Wer sich schon bei ihrem Schlösschen-Auftritt gemeinsam mit dem Chor »Sound Unlimited« köstlich amüsiert hatte, durfte das an diesem Abend noch einmal nach Herzenslust tun: Die Schwestern Marianne Hofmann und Anni Christ-Dahm hatten ihre zwei von Christ-Dahm selbst geschriebenen Szenen »Beziehungskisten 1 und 2« noch einmal fein geschliffen und kamen damit hervorragend beim Publikum an. Dass Kommunikation schwierig sein kann, war Thema gleich mehrerer Szenen: Ob bei der »Völkerverständigung«, den Wortfindungsstörungen bei »Kosolovskis Kinder«, die mit dem Mord des Ehemanns endeten oder in »Das Gespräch«, bei dem sich ein Paar einen erbitterten Psycho-Machtkampf lieferte – klasse schlüpften die Kultburgler in die einzelnen Rollen und erfüllten sie mit Leben.
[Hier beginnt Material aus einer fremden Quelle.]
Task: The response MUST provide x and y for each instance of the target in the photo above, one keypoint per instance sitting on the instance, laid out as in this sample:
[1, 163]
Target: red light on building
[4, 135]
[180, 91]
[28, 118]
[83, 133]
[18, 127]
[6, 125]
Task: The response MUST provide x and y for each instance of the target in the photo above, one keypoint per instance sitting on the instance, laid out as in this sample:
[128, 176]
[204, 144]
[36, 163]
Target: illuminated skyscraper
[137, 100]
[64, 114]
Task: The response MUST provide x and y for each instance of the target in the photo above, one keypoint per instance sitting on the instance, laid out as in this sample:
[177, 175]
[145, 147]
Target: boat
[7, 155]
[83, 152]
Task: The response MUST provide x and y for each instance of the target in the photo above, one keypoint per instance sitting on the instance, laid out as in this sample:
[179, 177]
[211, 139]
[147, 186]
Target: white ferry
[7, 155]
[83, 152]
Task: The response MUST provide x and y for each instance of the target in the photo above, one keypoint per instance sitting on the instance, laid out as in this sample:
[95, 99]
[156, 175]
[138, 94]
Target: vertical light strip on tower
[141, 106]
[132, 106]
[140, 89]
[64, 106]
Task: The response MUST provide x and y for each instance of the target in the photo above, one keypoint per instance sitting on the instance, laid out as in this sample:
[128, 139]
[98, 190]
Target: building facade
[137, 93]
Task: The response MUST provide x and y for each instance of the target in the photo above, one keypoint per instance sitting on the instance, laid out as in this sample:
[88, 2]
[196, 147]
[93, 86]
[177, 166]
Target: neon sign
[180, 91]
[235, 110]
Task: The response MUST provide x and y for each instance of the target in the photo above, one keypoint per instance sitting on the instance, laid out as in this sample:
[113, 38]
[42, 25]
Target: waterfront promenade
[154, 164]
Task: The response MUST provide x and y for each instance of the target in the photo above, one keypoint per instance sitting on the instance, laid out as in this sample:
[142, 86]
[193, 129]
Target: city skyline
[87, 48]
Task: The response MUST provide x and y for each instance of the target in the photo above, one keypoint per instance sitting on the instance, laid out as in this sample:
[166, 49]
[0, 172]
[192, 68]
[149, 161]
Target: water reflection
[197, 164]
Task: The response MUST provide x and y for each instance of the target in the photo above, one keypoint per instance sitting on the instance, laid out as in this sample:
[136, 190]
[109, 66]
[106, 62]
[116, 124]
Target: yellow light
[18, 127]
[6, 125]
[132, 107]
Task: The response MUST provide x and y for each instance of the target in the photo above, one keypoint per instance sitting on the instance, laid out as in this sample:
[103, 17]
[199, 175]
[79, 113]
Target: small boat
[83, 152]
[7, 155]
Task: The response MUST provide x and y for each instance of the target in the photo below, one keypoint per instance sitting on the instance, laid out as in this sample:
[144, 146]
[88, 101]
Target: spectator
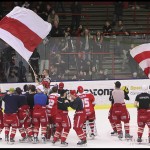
[22, 72]
[34, 61]
[56, 30]
[98, 39]
[76, 14]
[59, 4]
[47, 12]
[107, 28]
[118, 11]
[52, 17]
[87, 43]
[120, 29]
[131, 62]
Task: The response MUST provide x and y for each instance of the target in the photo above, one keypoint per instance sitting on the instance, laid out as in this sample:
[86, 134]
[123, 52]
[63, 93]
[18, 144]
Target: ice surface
[102, 140]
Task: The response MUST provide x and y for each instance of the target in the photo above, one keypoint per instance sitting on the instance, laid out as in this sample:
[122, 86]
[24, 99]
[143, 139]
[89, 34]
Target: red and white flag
[141, 55]
[23, 30]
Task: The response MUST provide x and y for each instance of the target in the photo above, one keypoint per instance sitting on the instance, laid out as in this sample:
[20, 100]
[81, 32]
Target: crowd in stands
[85, 62]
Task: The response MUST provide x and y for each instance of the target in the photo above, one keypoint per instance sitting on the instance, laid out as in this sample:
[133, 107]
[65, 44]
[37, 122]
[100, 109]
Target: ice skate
[113, 133]
[139, 139]
[12, 141]
[30, 138]
[92, 136]
[35, 140]
[82, 143]
[128, 136]
[44, 140]
[6, 137]
[120, 136]
[24, 140]
[64, 144]
[53, 142]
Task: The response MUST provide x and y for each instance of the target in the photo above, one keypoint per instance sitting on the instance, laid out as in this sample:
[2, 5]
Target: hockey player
[10, 115]
[120, 112]
[52, 111]
[126, 91]
[24, 116]
[40, 114]
[46, 80]
[60, 87]
[1, 113]
[112, 122]
[63, 123]
[89, 103]
[79, 117]
[30, 99]
[142, 102]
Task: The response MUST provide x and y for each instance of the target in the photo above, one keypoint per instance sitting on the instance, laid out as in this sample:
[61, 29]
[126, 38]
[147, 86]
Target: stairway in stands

Geisterfahrer und starker Auftritt

Fast ein bisschen unheimlich mutete das Stück »Geisterfahrer« an. Sechs Paare sitzen auf der dunklen Bühne und werden jeweils mit einem Lichtspot beleuchtet, wenn sie an der Reihe sind. Was da alles hinter dem Lenkrad besprochen wird, reicht von belanglosem Ehepaar-Geplänkel bis hin zum Psycho-Thriller mit knallhartem Finale. Im Finale der »Szenenwechsel« stand ein »Einmaliger Auftritt« an, den Regisseurin Inge Mayer ankündigte. Alle Beteiligten des Abends kamen in blaue Müllsäcke gewandet als Schwarzmeer-Kosaken auf die Bühne und zeigten tatsächlich – ein einziges Aufstampfen mit den Füßen, also einen echten »einmaligen Auftritt«. Die witzige Schlussszene war einen Extra-Lacher wert. Bleibt zu hoffen, dass die Kultburg auch im nächsten Jahr so frisch, frech und überraschend Theater spielt – im Alzenauer Maximilian-Kolbe-Haus und auch anderswo.